Mark Hall went through an impressive field at 74 kg in Tampere, Finland to secure his second Junior World gold medal. Depending on your perspective, Hall was not handed a kind draw given the achievements of his opponents, or maybe more appropriately, his well-credentialed opponents were handed a bad one since they had to beat Wreck Hall to even get to the final.

Hall stated before the tournament that this would likely be his last time wrestling at 74 kg. He figures to fill into 174 pounds for the Nittany Lions again this season, and he will likely end up at whatever class UWW adds between 74 kg and 86 kg. The 26-pound jump has led highly skilled wrestlers like David Taylor and Kyle Dake to make difficult decisions regarding whether to make the jump or not. 

Hall kicked off the tournament with an early first period tech over Adlan Batiev of Ukraine. In the second round, he took on Radik Valiev (Russia), a cadet world silver medalist who notably lost to Penn State's Mason Manville in that championship final. Hall was able to win a close 6-2 match. 

In the quarterfinals, Hall took on the junior Asian champion in Iran's Mohammad Mottaghinia. Hall picked up a 10-0 tech late in the second period. In the semifinals, he faced European junior bronze medalist Muhammet Kucukyildirim of Turkey. Hall was tested but ultimately pulled out a 10-3 victory. 

In the final, Hall took on Isa Shapiev of Uzbekistan. Shapiev had wrestled a tremendous tournament to that point. After being drawn a first round bye, Shapiev won his three matches with a fall, 11-0 tech, and an 8-1 decision. Hall pinned Shapiev in ridiculous 43 seconds with a cement mixer, similar to what he did to Ryan Preisch at the Scuffle last year to clinch the gold. 

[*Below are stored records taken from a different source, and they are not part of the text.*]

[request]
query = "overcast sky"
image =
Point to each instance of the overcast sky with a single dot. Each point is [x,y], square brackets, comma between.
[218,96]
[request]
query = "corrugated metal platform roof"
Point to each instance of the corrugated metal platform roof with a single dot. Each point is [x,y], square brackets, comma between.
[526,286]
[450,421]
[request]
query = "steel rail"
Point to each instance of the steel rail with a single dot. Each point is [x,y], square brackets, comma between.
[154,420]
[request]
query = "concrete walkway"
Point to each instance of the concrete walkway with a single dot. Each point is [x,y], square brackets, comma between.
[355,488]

Hall's ability to win scrambles shined through this tournament. He says wrestling through positions is something he always looks to do, and he just has a sixth sense in knowing what his opponent will do when they are deep on a shot. This will be Hall's final junior tournament, and he likely will begin senior competition next year. The world is on notice, and has been for some time. Hall is coming for every major freestyle medal he can get his hands on, and it starts in 2018.